Alerts

Performance alerts notify you when a specified performance counter exceeds your configured threshold by logging an event to the event log. But rather than notifying you immediately when the counter exceeds the threshold, you can configure a time period over which the counter needs to exceed the threshold, to avoid unnecessary alerts.

For example, you can be notified if the % of CPU usage is exceeding 80% over a period of 8 minutes. This means that you will not be notified if the CPU time spikes at 100% for 30 seconds.

Check this box to enable performance alerts. Alerts are always written to the event log, and you will need an event log filter to forward these events (alerts) to an actual notification, such as email. Select a severity with which alerts for this counter should be logged to the event log.

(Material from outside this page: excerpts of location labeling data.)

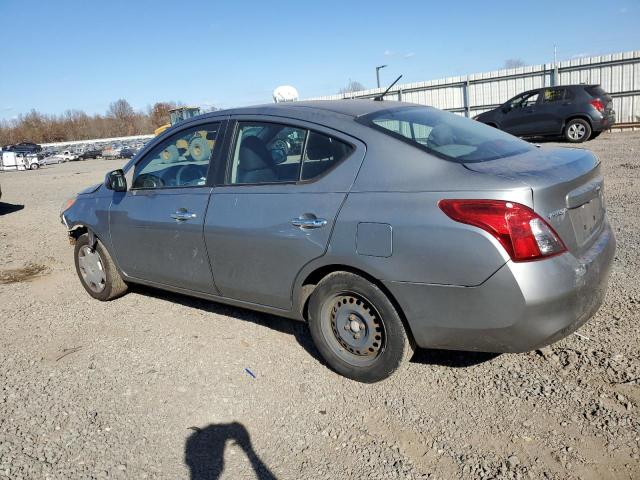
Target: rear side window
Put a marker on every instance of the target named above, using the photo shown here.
(554, 95)
(446, 135)
(595, 91)
(321, 153)
(278, 153)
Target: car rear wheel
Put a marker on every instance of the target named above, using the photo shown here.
(96, 270)
(577, 130)
(357, 329)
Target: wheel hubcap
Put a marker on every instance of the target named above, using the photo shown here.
(577, 131)
(92, 269)
(358, 331)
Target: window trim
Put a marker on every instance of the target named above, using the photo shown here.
(217, 147)
(366, 120)
(287, 122)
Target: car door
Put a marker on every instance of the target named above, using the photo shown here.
(157, 224)
(519, 117)
(276, 206)
(554, 107)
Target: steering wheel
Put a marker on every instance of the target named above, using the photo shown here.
(188, 174)
(281, 145)
(147, 180)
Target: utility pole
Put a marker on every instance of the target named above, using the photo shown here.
(378, 74)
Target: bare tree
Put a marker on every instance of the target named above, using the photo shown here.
(352, 86)
(120, 120)
(159, 114)
(513, 63)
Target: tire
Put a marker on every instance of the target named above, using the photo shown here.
(343, 306)
(101, 280)
(577, 131)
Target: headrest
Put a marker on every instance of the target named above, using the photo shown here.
(253, 155)
(319, 147)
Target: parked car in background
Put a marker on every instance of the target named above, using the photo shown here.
(87, 154)
(23, 147)
(112, 152)
(576, 112)
(10, 160)
(127, 153)
(395, 225)
(52, 160)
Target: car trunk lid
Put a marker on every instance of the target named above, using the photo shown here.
(567, 189)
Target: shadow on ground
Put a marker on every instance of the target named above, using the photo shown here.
(300, 331)
(451, 358)
(204, 451)
(7, 208)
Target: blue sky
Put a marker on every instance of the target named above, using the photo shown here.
(60, 55)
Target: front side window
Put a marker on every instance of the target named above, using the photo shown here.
(525, 100)
(182, 160)
(277, 153)
(447, 135)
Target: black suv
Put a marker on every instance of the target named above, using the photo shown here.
(577, 112)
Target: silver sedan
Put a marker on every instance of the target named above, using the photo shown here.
(386, 226)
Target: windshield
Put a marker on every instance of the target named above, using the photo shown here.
(447, 135)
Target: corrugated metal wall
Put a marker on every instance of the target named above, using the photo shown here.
(618, 73)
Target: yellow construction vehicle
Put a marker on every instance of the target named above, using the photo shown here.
(177, 115)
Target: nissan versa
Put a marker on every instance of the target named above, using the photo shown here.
(384, 225)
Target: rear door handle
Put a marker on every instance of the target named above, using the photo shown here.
(182, 215)
(308, 223)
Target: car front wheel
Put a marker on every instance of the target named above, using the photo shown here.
(357, 329)
(577, 131)
(96, 270)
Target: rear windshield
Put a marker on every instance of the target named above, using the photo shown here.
(447, 135)
(596, 91)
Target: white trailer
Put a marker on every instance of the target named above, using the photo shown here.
(18, 161)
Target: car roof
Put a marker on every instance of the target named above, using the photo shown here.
(348, 107)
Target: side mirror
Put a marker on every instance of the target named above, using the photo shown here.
(116, 181)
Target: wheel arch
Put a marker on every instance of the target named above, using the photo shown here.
(575, 117)
(312, 278)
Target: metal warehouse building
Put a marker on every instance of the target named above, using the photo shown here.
(618, 73)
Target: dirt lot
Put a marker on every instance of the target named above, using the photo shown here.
(153, 385)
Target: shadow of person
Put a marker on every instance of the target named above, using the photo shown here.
(204, 451)
(6, 208)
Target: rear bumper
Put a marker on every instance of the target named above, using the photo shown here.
(603, 122)
(523, 306)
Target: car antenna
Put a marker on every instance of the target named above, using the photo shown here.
(379, 98)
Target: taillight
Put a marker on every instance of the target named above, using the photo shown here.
(521, 231)
(597, 104)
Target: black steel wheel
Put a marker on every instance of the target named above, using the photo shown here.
(97, 271)
(357, 329)
(577, 131)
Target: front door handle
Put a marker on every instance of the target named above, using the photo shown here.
(182, 215)
(308, 223)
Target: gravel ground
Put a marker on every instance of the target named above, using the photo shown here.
(153, 385)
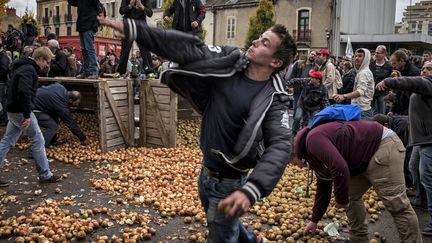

Specify your alert settings here. You can be notified if the counter value is below, exceeds, falls below, is between or is not between a threshold.

The configured time interval determines how long the counter value needs to exceed your threshold before an alert is written to the event log.

For example, if you set the time interval to 10 minutes, but the counter value only exceeded the threshold for 8 minutes the no alert will be written to the event log.

When "Notify at most once every" is unchecked, an event log alert will be generated whenever the current (or average) value of the monitored counter changes from a non-alerted state to an alerted state and vice versa. This setting is not recommended for volatile performance counters (e.g. CPU usage), as it can generate a large number of alerts; it is better suited for stable performance counters, such as memory usage, handle count and such.

When checking "Notify at most once every", alerts will be generated no more often than the specified interval.

For example, if you set the time interval to 10 minutes and the performance counter exceeds the threshold for 40 minutes, then you will still only be notified once (after the initial 10 minutes have passed). If the counter however falls back below the threshold however and then jumps back up after some time, then you will be notified again.

The chart below shows this visually: EventSentry only logs one alert at 2:30, all the subsequent alerts are considered to be part of the first alert and are thus not generated. The alert is cleared at 3:50.

Note however that a performance counter value which repeatedly moves from an alerted to a non-alerted state may generate more alerts (and "clear alert") events than desired:

If you check the Notify at most every checkbox however and set a time interval, then you will be notified every time this interval has elapsed if the performance counter continues to be in an alerted state. The alert will only stop when the performance counter is back below the threshold.

The chart below shows the same example as above with Notify at most every set to 1 hour. Since the monitored value is still in an alerted state, EventSentry will log another error at 3:30 and clear the alarm at 3:50.

When checked, EventSentry creates a PNG chart from the data collected during the configured time interval (see above, e.g. 30 minutes), and embeds it as the binary data in the event. The EventSentry agent will then attach the embedded binary data as an image to any emails that include the performance alert. As such, this feature is only useful when performance alerts are matched by at least one filter that emails events. The chart includes an automatically calculated trend line in orange.

clip0165

Trend detection suppresses alerts of recurring and expected performance alerts, and works best with percentage-based performance counters like CPU usage. Trend detection keeps track of performance counter value averages, and can suppress alerts when the measured value exceeds the configured hard limit - if the current average matches the historical average.

To consider a performance counter average valid, it has to have been collecting data for at least the set number of "weeks", 2 by default. Once the average is considered valid, it will compare the current counter average with the historical counter average, and suppresses the alert if the current value doesn't deviate more than the configured number of percentage points.

To accomplish this, EventSentry keeps track of the average counter value in 12-minute intervals for every weekday. Counter averages are stored in temp files (%SYSTEMROOT%\EventSentry\temp) with filenames starting with "eventsentry_performance_trend", and remain valid across agent restarts.

Some performance counters expose resources usage of a service, process or service. Leak detection attempts to find objects which leak resources, without the need of specifying hard limits. Leak detection works best for performance counters which count resources (e.g. handle count, working set bytes, etc.), and does not work for percentage-based performance counters.

Setting	Time period used for analysis	Description
Mild	48 hours	will detect fewer potential leaks, but generate fewer false positives
Moderate	36 hours	balanced setting between mild and aggressive
Aggressive	24 hours	finds most potential leaks, but will generate the most false positives

Leak detection can be combined with the numerical comparison of the content filter, to exclude/include leak alerts below or above a particular value. For example, you can enable leak detection for the handle count of processes, but exclude any alerts for handle counts below 5000.

Some processes may appear to be leaking resources, when that behavior is in fact only temporary (e.g. database servers) to satisfy requests. It is recommended that historical counter information is also consolidated to a database, so that long-term patterns of the monitored processes can be observed.